Shell (Figs 28J-N): Rather small (H 2.9 mm), ovoid-biconical, H:D 1.68, greatest diameter at penultimate whorl. Whorls above widest portion of shell moderately tapering towards apex. Whorls 6, strongly convex, whorl increase slow (coiling tightness 5.6). Protoconch diameter 1.15 mm. Protoconch irregularly coiled, which is noticeable in lateral views of the shell. First ca 1&frac14; whorls distinctly raised above nucleus, giving apex a distorted, acuminate appearance, with extremely fine spiral sculpture, appearing smooth and shining at lower magnification. Transition to spirally sculptured portion of the protoconch marked by axial thickening and slight change in colour. Spirals on later protoconch portion (ca &frac34; whorl) initially extremely weak and confined to lower quarter of whorl. Sculpture becomes more prominent (but still comparatively weak), towards teleoconch, where six or seven fine spiral cords discernable. Body whorl 44% of H. Periphery of last whorl slightly angular. Peristome entire, incrassate, roundish in outline, wider than high, PH:PW 0.89, PH 30% of SH, PW 57% of D. Palatal-basal lip in lateral view comparatively straight, not arching forward. Angularis is a somewhat protruding tooth, continuing inwards as low lamella for at least half a whorl. Tooth on mid-palatal wall rather weak. Umbilicus fully closed, umbilical depression with radiating ribs. Teleoconch sculpture consists of slightly oblique, axial ribs, about 9.1 ribs/mm, with fine spirals in interstices.

Body colour: Unknown.

Anatomy: Unknown.

Holotype: LIBERIA: Banga, ca 7.28°N 10.06°W, ca 200 m, 1926–1927, J. Bequaert, Harvard African Expedition (MCZ 77342).

Distribution (Fig. 31): Only known from the type locality.
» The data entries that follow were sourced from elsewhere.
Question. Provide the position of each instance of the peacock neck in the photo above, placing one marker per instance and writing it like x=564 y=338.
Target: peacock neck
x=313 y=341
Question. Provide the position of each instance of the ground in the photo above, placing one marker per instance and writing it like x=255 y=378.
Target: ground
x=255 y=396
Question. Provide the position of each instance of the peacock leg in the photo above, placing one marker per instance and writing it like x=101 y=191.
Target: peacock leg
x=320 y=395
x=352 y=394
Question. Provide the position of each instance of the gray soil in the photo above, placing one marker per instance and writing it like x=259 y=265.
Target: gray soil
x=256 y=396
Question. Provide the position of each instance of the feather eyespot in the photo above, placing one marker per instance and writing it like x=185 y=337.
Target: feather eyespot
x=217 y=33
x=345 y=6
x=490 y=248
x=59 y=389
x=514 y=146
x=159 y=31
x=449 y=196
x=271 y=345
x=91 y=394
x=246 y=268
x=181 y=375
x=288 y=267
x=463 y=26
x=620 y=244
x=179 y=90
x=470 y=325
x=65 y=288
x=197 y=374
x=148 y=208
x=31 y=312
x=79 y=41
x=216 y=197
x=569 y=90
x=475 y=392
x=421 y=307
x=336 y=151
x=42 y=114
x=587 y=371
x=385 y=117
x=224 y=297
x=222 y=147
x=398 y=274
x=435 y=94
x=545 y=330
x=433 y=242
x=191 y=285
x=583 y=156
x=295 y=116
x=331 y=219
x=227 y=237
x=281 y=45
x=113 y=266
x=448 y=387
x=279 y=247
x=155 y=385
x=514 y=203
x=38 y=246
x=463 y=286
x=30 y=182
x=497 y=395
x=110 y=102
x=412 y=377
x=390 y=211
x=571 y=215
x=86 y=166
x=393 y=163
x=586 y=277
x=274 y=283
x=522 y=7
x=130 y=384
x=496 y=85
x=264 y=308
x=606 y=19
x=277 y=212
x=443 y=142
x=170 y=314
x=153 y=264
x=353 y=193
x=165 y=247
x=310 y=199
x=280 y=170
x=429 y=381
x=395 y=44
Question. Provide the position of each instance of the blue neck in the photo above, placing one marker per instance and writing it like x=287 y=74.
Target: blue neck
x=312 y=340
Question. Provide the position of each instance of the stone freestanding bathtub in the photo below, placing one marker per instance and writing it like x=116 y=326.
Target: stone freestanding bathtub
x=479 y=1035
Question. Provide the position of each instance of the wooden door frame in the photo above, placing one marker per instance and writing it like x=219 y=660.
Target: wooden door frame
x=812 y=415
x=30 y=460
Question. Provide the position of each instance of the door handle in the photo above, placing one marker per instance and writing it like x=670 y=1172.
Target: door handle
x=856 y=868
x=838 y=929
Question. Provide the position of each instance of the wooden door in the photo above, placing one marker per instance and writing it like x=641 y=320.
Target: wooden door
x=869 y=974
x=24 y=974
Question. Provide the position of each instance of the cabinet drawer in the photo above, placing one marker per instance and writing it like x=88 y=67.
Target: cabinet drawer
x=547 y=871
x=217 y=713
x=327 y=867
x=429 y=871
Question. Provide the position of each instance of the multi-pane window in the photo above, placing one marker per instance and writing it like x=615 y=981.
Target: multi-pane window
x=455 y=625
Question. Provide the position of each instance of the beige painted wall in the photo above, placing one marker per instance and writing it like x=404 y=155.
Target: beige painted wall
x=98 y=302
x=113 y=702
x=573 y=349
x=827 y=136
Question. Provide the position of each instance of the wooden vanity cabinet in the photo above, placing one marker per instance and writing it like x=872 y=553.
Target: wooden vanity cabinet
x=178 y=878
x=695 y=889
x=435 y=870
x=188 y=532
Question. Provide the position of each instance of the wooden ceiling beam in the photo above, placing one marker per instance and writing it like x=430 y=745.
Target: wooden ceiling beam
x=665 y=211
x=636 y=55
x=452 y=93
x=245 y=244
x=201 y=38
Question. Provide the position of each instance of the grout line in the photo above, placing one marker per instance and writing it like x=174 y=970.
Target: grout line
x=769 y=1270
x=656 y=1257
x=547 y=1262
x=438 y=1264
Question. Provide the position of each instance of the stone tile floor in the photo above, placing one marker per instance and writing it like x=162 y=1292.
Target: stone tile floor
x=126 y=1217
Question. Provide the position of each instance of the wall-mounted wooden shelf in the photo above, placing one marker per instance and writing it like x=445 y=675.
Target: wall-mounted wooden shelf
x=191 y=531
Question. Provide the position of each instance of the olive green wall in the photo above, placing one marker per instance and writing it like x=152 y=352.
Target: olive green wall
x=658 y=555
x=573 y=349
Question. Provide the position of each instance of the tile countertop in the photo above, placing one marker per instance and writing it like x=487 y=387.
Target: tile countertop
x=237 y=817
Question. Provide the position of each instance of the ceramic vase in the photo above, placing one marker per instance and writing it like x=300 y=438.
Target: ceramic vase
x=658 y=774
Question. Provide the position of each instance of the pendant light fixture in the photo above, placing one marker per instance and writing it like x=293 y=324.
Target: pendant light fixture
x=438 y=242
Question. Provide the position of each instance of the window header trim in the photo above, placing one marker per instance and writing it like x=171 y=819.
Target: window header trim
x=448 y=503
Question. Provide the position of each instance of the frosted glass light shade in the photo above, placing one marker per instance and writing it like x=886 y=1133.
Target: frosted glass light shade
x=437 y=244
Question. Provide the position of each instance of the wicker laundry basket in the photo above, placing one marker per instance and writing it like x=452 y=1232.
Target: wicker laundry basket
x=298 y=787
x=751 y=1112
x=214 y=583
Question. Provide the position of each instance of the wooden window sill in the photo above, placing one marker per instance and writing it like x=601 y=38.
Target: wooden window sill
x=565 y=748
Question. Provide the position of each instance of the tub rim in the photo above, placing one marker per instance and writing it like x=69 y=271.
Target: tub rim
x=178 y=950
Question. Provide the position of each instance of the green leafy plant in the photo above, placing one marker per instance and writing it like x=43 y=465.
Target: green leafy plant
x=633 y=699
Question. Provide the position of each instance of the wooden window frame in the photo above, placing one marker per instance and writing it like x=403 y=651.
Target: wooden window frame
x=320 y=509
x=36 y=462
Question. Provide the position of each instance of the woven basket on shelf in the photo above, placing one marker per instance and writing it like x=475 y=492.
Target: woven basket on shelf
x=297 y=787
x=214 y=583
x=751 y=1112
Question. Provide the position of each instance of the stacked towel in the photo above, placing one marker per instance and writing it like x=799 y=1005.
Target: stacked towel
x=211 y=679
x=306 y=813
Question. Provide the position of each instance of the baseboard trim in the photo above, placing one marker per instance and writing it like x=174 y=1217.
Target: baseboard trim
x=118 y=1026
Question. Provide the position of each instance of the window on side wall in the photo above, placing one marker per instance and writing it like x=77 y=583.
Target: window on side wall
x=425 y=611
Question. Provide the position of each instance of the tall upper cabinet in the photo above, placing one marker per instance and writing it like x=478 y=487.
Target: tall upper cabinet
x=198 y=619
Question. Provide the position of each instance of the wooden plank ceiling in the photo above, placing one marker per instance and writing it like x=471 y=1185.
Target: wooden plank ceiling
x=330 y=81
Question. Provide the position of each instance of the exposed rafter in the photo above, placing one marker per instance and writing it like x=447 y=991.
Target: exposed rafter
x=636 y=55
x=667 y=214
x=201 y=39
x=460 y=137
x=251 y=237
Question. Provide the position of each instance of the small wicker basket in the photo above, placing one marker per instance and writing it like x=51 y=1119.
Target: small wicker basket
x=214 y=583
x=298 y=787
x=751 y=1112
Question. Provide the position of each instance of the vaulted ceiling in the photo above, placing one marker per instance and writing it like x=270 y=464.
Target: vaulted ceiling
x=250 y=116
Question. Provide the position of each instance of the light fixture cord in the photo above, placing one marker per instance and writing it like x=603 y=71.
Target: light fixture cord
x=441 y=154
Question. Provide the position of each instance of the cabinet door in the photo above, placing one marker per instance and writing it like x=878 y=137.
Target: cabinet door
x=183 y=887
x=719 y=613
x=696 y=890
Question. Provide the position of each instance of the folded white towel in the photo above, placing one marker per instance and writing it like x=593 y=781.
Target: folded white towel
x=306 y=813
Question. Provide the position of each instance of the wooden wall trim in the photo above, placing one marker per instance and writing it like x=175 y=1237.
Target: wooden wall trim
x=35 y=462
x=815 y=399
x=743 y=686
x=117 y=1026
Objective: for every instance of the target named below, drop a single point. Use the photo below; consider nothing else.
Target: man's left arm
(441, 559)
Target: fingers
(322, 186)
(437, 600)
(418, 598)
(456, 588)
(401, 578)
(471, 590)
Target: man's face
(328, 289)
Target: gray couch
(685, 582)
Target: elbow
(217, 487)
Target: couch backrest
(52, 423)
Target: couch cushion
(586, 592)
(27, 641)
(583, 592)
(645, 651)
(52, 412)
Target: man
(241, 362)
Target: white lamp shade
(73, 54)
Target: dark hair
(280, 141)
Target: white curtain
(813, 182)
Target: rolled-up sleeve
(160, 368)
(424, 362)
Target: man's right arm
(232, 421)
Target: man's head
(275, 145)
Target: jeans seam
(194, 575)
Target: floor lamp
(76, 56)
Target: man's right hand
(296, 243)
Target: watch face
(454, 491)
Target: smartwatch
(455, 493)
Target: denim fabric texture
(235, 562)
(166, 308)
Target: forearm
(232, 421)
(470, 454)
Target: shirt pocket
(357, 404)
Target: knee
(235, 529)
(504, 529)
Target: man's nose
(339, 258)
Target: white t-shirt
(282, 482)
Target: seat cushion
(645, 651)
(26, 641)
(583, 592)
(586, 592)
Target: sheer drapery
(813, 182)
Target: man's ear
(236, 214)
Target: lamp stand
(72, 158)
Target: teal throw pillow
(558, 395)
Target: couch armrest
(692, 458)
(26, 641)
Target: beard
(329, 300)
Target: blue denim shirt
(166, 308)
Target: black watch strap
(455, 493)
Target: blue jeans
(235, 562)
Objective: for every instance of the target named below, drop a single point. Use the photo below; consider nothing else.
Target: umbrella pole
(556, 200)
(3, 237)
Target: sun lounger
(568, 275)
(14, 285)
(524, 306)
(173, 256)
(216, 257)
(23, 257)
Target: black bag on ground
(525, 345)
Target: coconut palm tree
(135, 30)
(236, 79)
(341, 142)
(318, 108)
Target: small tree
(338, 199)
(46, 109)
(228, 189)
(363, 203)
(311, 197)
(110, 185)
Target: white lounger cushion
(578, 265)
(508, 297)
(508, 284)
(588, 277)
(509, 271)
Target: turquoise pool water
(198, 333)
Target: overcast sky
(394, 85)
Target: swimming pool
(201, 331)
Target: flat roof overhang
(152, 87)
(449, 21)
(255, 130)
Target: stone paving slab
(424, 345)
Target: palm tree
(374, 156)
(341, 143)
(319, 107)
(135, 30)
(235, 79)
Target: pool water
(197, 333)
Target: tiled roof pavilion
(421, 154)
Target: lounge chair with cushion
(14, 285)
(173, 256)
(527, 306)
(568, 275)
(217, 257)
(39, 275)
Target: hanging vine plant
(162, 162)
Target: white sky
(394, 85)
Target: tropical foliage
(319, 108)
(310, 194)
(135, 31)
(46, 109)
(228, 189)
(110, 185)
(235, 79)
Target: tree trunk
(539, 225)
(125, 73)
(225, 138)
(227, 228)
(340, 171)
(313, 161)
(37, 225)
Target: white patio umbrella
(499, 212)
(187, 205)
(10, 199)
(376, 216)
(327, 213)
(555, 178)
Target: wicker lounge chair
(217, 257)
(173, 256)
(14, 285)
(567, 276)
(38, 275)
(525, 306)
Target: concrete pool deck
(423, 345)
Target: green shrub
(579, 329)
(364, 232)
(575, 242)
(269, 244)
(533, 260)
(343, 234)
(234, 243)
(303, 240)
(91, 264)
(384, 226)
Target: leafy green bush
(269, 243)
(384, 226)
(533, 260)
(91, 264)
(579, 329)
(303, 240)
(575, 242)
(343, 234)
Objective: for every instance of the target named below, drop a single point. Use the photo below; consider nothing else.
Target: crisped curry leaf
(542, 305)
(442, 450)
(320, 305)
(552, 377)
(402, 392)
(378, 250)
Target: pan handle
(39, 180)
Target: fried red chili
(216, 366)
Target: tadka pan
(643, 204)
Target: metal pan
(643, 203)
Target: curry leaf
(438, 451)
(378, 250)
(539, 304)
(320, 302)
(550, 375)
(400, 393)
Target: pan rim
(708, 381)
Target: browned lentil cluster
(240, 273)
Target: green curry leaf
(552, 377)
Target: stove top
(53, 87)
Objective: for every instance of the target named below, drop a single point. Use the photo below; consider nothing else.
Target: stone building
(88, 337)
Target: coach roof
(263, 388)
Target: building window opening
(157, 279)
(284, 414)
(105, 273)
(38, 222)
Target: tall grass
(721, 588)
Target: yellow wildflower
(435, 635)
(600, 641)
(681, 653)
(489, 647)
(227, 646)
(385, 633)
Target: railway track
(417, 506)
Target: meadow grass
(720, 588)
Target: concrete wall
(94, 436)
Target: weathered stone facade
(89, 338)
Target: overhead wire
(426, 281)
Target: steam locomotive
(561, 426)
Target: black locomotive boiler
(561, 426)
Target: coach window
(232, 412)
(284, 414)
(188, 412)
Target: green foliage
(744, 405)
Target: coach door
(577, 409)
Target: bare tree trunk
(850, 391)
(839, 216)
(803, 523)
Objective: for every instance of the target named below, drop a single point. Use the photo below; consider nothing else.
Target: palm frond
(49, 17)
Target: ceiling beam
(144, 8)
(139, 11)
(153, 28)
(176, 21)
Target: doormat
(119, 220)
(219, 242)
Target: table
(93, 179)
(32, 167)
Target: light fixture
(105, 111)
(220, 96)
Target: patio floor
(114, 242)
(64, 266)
Remarks: This species is represented by a single fresh shell only, which was originally identified as a specimen of A. avakubiensis (Degner 1934b). It best resembles P. atewaensis, of which it eventually may turn out to be a geographical form. However, the Liberian shell was collected at some considerable distance (almost 1000 km) from the Atewa Range, and differs by a smaller shell with more convex whorls, larger protoconch with more and finer spiral cords, a proportionally larger body whorl, and a much weaker tooth on the palatal lip. We prefer to describe this shell as specifically distinct. More material is required to test this taxonomie decision.

The holotype shell exhibits a pale marking on the body whorl which might be incorrectly interpreted as the palatal fold characteristic of the genus Avakubia. By means of a CT-scan the absence of internal barriers could be confirmed.